La CAR advierte que las empresas y comunidades deben prepararse para El Niño
El director de la Corporación Autónoma Regional de Cundinamarca, Alfred Ballesteros, encendió las alertas ante la posible llegada de un fenómeno de El Niño de alta intensidad, que podría generar sequías severas en Bogotá y la Sabana, así como impactos en el abastecimiento de agua en varias regiones del país.
Ballesteros señaló en entrevista con La FM que existe una probabilidad de 62% de que este evento climático se desarrolle a partir de junio y alcance una intensidad comparable a la registrada entre 2015 y 2016, periodo en el que se presentaron graves problemas de desabastecimiento hídrico.
Ante este panorama, el funcionario hizo un llamado a empresas de servicios públicos, autoridades territoriales y comunidades para activar de inmediato planes de contingencia, optimizar el uso del agua y evaluar alternativas de abastecimiento, con el fin de evitar escenarios como el racionamiento vivido recientemente en el centro del país.
Ballesteros explicó que, si bien no es posible afirmar de manera categórica que habrá racionamientos, sí ve que las cuencas hidrográficas son cada vez más vulnerables a los efectos del cambio climático. Durante episodios de altas temperaturas, los procesos de evapotranspiración se aceleran, lo que reduce de forma significativa la disponibilidad de agua en ríos, embalses y humedales.
"Los aumentos de temperaturas generan una serie de procesos que, sumados a la irresponsabilidad de algunos ciudadanos, nos han ocasionado la pérdida de coberturas naturales de miles de hectáreas en cada fenómeno de el Niño que hemos tenido que enfrentar en Colombia", dijo el funcionario.
Advirtió además que la prolongación del fenómeno por varios meses podría agravar la situación, lo que afectaría especialmente a la región andina y, en particular, a la cuenca del río Bogotá, considerada una de las más vulnerables por la alta demanda de recursos hídricos y la dependencia de sistemas regulados.

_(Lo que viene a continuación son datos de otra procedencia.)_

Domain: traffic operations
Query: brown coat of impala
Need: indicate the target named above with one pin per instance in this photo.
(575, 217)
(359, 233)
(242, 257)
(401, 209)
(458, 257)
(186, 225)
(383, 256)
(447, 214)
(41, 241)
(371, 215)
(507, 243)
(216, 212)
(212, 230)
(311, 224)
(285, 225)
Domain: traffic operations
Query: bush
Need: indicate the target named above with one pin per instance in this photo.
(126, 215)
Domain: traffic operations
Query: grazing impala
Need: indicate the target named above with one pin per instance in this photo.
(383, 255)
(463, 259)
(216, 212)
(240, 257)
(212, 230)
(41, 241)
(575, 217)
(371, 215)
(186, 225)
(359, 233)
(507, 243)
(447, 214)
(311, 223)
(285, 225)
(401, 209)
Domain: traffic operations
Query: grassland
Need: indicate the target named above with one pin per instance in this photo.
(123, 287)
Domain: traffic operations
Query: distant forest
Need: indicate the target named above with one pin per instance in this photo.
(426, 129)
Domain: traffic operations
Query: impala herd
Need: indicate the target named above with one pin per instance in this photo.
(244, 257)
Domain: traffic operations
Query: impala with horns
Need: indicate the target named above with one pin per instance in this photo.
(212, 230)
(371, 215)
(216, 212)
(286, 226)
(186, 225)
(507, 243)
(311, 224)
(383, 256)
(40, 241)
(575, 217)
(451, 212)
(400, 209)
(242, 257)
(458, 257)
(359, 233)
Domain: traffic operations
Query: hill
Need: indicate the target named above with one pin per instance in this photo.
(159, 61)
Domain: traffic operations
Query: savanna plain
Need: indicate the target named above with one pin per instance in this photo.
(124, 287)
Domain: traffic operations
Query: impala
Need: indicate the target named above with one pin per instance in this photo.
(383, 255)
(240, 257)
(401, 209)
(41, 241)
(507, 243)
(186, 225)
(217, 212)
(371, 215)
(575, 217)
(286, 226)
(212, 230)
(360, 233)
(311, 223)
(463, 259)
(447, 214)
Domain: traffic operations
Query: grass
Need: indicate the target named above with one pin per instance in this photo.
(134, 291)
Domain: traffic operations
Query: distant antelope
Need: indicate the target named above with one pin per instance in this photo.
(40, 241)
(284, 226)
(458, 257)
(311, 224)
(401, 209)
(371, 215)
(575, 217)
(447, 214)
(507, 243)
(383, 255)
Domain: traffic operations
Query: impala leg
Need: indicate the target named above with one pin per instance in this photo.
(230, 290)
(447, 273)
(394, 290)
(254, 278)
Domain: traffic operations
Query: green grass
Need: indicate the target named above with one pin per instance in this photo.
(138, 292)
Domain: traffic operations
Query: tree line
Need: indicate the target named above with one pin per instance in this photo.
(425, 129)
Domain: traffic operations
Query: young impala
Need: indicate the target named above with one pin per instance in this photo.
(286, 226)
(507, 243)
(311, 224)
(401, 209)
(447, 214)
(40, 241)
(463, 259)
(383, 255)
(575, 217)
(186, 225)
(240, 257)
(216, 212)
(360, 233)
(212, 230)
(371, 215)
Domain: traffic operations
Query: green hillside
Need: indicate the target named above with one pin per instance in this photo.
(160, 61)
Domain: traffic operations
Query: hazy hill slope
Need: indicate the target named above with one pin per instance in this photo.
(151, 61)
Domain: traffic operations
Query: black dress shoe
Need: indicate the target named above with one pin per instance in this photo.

El director también alertó sobre el aumento del riesgo de incendios forestales, que históricamente han generado la pérdida de miles de hectáreas de cobertura natural durante episodios de El Niño, agravados por las altas temperaturas y la acción humana.
Frente a este escenario, la CAR avanza en proyectos para mejorar el abastecimiento, como la ampliación del embalse Neusa y la recuperación de microcuencas. Sin embargo, Ballesteros insistió en que estos esfuerzos requieren mayor inversión y articulación con el Gobierno Nacional para garantizar la seguridad hídrica en el mediano y largo plazo.